Charles Dunoyer (Barthélemy-Charles-Pierre-Joseph Dunoyer de Segonzac, 20 May 1786, Carennac, Quercy (now in Lot) – 4 December 1862, Paris) was a French liberal economist.
Dunoyer gave one of the earliest theories of economic cycle, building on the theory of periodic crises of Jean Charles Léonard de Sismondi, and introducing the notion of the economy periodically cycling between two phases.
Together with Charles Comte, in 1814, Dunoyer founded the journal Le Censeur, a platform for liberal ideas. Dunoyer would also publish a variety of books on political economy, among them De la Liberté du travail (1845, On the freedom of labour).
Dunoyer was a member of the Académie des Sciences morales et politiques of the Institut de France. He was also a member of the Conseil d'État of the Second Republic. While many know of the less than amiable relationship between Auguste Comte and Saint-Simon, there is much less knowledge of the more amiable twenty-five-year-long relationship between Auguste Comte and Charles Dunoyer. The latter relationship is discussed most fully by libertarian Leonard Liggio in "Charles Dunoyer and French Classical Liberalism".

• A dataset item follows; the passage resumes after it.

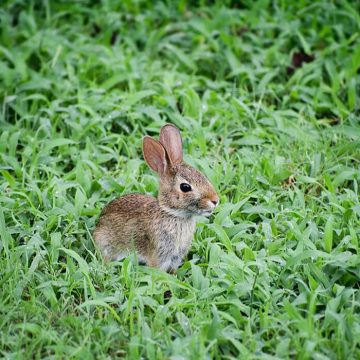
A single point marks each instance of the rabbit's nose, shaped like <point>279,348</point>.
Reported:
<point>214,200</point>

In his dissertation in "book form" online, economist David Hart cites Liggio as the person who motivated him to focus on Charles Dunoyer and his partner, Charles Comte. Auguste Comte's intellectual biographer, Mary Pickering, also cites a review of Liggio's article when she too mentions this relationship. Dunoyer is also mentioned in the opening sentences of the entry on slavery by the Comtist, John Kells Ingram in both the ninth, or scholar's edition, of the Encyclopædia Britannica and the later eleventh edition as well. Although he is one of the over 550 "worthies" cited in Auguste Comte's Calendar of Great Men (1849), Dunoyer is primarily cited as a substitute for Adam Smith.